Restaurazione giuslavoristica
di Luca VannoniPer una singolare sincronia di tempi, ad appaiarsi ai deja vu del discusso Decreto Dignità ora abbiamo anche l’incostituzionalità delle regole introdotte dal D.Lgs. 23/2015 in materia di licenziamento, note come tutele crescenti.

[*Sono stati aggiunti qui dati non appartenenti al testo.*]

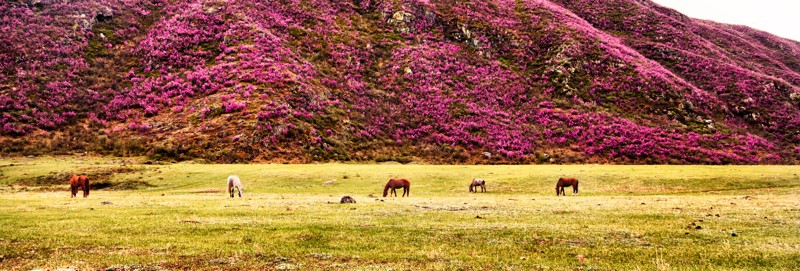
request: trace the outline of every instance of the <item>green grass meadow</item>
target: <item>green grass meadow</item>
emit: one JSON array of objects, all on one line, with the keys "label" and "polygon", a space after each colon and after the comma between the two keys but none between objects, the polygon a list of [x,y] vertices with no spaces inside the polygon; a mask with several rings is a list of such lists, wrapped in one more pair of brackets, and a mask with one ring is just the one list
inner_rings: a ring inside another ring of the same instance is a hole
[{"label": "green grass meadow", "polygon": [[[0,270],[800,269],[798,166],[145,161],[0,160]],[[70,198],[73,172],[108,187]]]}]

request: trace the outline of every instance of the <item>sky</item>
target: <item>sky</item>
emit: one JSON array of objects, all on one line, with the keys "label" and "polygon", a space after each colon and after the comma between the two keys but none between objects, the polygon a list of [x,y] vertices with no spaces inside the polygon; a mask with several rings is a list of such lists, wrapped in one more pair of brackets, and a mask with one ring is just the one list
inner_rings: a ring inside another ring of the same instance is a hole
[{"label": "sky", "polygon": [[800,1],[797,0],[653,0],[686,16],[746,25],[800,41]]}]

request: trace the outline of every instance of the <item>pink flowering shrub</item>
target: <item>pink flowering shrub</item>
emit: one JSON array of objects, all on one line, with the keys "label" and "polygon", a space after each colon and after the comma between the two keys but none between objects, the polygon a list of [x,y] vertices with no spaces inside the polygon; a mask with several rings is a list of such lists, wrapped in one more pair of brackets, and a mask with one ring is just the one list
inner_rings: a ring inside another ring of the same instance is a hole
[{"label": "pink flowering shrub", "polygon": [[26,3],[0,3],[5,136],[88,119],[218,161],[800,157],[800,45],[648,1]]},{"label": "pink flowering shrub", "polygon": [[618,33],[642,55],[708,93],[691,99],[695,105],[713,105],[708,114],[723,116],[731,126],[800,143],[800,43],[747,27],[692,20],[651,2],[555,2],[600,30]]},{"label": "pink flowering shrub", "polygon": [[[102,95],[87,90],[87,48],[130,38],[141,16],[161,1],[3,1],[0,3],[0,134],[56,129],[92,111]],[[98,25],[115,20],[116,36]],[[108,48],[107,48],[108,49]],[[103,91],[103,90],[99,90]]]}]

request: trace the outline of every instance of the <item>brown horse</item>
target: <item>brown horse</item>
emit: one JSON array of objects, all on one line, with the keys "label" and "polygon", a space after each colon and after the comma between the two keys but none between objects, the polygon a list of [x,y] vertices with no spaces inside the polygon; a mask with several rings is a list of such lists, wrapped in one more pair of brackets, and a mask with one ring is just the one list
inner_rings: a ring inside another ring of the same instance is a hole
[{"label": "brown horse", "polygon": [[556,183],[556,196],[564,195],[566,196],[567,193],[564,193],[564,187],[572,186],[572,195],[578,194],[578,179],[575,178],[559,178],[558,182]]},{"label": "brown horse", "polygon": [[406,179],[389,179],[389,182],[386,183],[386,186],[383,187],[383,197],[385,198],[388,195],[389,188],[392,189],[392,194],[397,197],[397,188],[403,188],[403,197],[408,195],[411,196],[411,182]]},{"label": "brown horse", "polygon": [[481,192],[486,192],[486,181],[483,179],[472,179],[472,183],[469,184],[469,192],[478,193],[478,188],[476,186],[481,187]]},{"label": "brown horse", "polygon": [[86,175],[72,175],[72,178],[69,179],[69,188],[72,190],[72,196],[70,198],[74,198],[75,195],[78,194],[78,188],[83,189],[83,197],[89,196],[89,177]]}]

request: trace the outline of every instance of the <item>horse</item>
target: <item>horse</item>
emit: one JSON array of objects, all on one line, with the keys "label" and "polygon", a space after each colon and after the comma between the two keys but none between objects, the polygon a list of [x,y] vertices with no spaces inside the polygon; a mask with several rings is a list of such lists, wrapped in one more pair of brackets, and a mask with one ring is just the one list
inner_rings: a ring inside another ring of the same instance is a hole
[{"label": "horse", "polygon": [[[476,186],[481,187],[481,192],[486,192],[486,181],[483,179],[472,179],[472,183],[469,184],[469,192],[478,193],[478,188]],[[473,190],[475,188],[475,190]]]},{"label": "horse", "polygon": [[339,201],[339,203],[356,203],[356,199],[354,199],[351,196],[344,196],[342,197],[342,200]]},{"label": "horse", "polygon": [[578,179],[575,178],[558,178],[558,182],[556,183],[556,196],[564,195],[566,196],[567,193],[564,193],[564,187],[572,186],[572,195],[578,194]]},{"label": "horse", "polygon": [[78,188],[83,189],[83,197],[89,196],[89,177],[86,175],[72,175],[72,178],[69,179],[69,188],[72,190],[72,196],[70,198],[74,198],[75,195],[78,194]]},{"label": "horse", "polygon": [[383,187],[383,197],[385,198],[387,195],[387,191],[389,188],[392,189],[392,194],[397,197],[397,188],[403,188],[403,197],[408,195],[411,196],[411,182],[406,179],[389,179],[389,182],[386,183],[386,186]]},{"label": "horse", "polygon": [[239,197],[242,197],[242,192],[244,191],[244,187],[242,186],[242,181],[239,180],[239,177],[236,175],[228,176],[228,193],[231,193],[231,198],[233,197],[233,189],[239,191]]}]

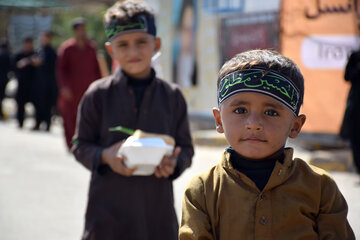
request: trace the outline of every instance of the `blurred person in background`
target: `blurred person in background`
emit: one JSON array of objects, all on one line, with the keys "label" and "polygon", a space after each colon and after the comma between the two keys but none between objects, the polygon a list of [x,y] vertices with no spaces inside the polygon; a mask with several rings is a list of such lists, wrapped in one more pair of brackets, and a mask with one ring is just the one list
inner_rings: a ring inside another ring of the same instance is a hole
[{"label": "blurred person in background", "polygon": [[345,80],[351,83],[340,136],[350,140],[353,160],[360,174],[360,49],[353,52],[345,68]]},{"label": "blurred person in background", "polygon": [[173,46],[173,77],[185,88],[197,84],[196,18],[196,1],[182,1]]},{"label": "blurred person in background", "polygon": [[11,71],[11,59],[8,42],[2,39],[0,42],[0,120],[5,116],[2,109],[2,101],[5,98],[5,88],[9,81],[9,72]]},{"label": "blurred person in background", "polygon": [[24,124],[25,104],[33,102],[32,90],[36,74],[34,57],[33,38],[26,37],[23,40],[23,50],[14,58],[15,74],[18,81],[16,93],[17,120],[20,128]]},{"label": "blurred person in background", "polygon": [[55,78],[56,52],[51,46],[52,32],[43,32],[40,36],[41,48],[34,59],[37,66],[34,88],[34,105],[36,124],[33,130],[39,130],[42,123],[44,129],[50,130],[51,110],[56,106],[57,85]]},{"label": "blurred person in background", "polygon": [[85,20],[74,19],[72,29],[74,37],[61,44],[57,60],[58,108],[63,118],[69,150],[80,99],[90,83],[101,77],[96,48],[87,38]]}]

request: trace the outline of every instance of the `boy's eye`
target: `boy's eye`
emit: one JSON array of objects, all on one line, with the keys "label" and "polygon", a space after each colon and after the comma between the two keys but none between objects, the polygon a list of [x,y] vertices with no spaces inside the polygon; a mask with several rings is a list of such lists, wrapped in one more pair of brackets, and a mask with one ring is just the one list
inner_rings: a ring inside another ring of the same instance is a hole
[{"label": "boy's eye", "polygon": [[245,108],[236,108],[236,109],[234,110],[234,113],[244,114],[244,113],[247,113],[247,111],[246,111]]},{"label": "boy's eye", "polygon": [[127,46],[126,43],[120,43],[120,44],[118,44],[118,47],[126,47],[126,46]]},{"label": "boy's eye", "polygon": [[274,110],[266,110],[265,111],[265,115],[269,115],[269,116],[279,116],[279,113],[277,113]]}]

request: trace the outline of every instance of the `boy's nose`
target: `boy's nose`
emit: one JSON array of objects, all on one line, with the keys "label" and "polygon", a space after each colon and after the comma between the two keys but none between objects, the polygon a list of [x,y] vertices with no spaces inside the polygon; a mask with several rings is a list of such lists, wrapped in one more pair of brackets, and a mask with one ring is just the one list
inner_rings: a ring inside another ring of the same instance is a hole
[{"label": "boy's nose", "polygon": [[136,55],[138,53],[138,48],[136,46],[130,46],[129,47],[129,54],[130,55]]},{"label": "boy's nose", "polygon": [[249,116],[246,120],[245,127],[247,130],[262,131],[263,125],[261,118],[255,114]]}]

Nell’attesa del deposito della sentenza, l’ufficio stampa della Corte Costituzionale ha reso noto, il 26 settembre 2018, l’esito della questione di legittimità costituzionale – posta dal Tribunale di Roma con ordinanza 26 luglio 2017 (fra l’altro, ironia della sorte, la sentenza di rimessione, per un errore materiale, si era dimenticata nel dispositivo dell’articolo 3, tanto che con ordinanza del 2 agosto 2017 si era proceduto con la correzione) – degli articoli 2, 3 e 4, D.Lgs. 23/2015: la norma centrale del nuovo sistema di tutele esclusivamente risarcitorie contro il recesso illegittimo, l’articolo 3, comma 1, l’indennità crescente in ragione della sola anzianità di servizio del lavoratore, è, secondo la Corte, contraria ai principi di ragionevolezza e di uguaglianza e contrasta con il diritto e la tutela del lavoro sanciti dagli articoli 4 e 35, Costituzione.
L’incostituzionalità dell’articolo 3, comma 1, crea sicuramente problematiche non semplici di natura sistematica: il D.Lgs. 23/2015, oltre a rendere progressive e predeterminabili le indennità risarcitorie, limitava la reintegra, oltre al licenziamento nullo, discriminatorio e orale (articolo 2), al licenziamento disciplinare illegittimo per insussistenza del fatto materiale contestato al lavoratore (articolo 3, comma 2), escludendola in ogni caso di gmo illegittimo, a differenza dell’articolo 18 post legge Fornero, dove la reintegra è prevista anche per il gmo posto a base del licenziamento manifestamente insussistente. Inoltre, introduce (articolo 6) una procedura di conciliazione con corrispettivi vincolati. Questi aspetti dovrebbero aver evitato la scure costituzionale.
Le stringate indicazioni di una prima indiscrezione giornalistica consentono solo ricostruzioni approssimative, ma se venisse confermata la limitata incostituzionalità del solo comma 1 dell’articolo 3, si avrebbe, da un parte, la conseguenza paradossale che rimarrebbero i limiti minimi e massimi, fra l’altro ben più favorevoli rispetto all’articolo 18, ma la determinazione dell’indennità ritornerebbe nelle piene mani dei giudici, ora autorizzati alla valutazione delle circostanze oggettive e anche soggettive del licenziamento per fissare l’indennità. Non più meccanismi predeterminabili – e quanto mai graditi dalle aziende nella valutazione prospettica della forza lavoro – ma l’effettività del danno causato al lavoratore.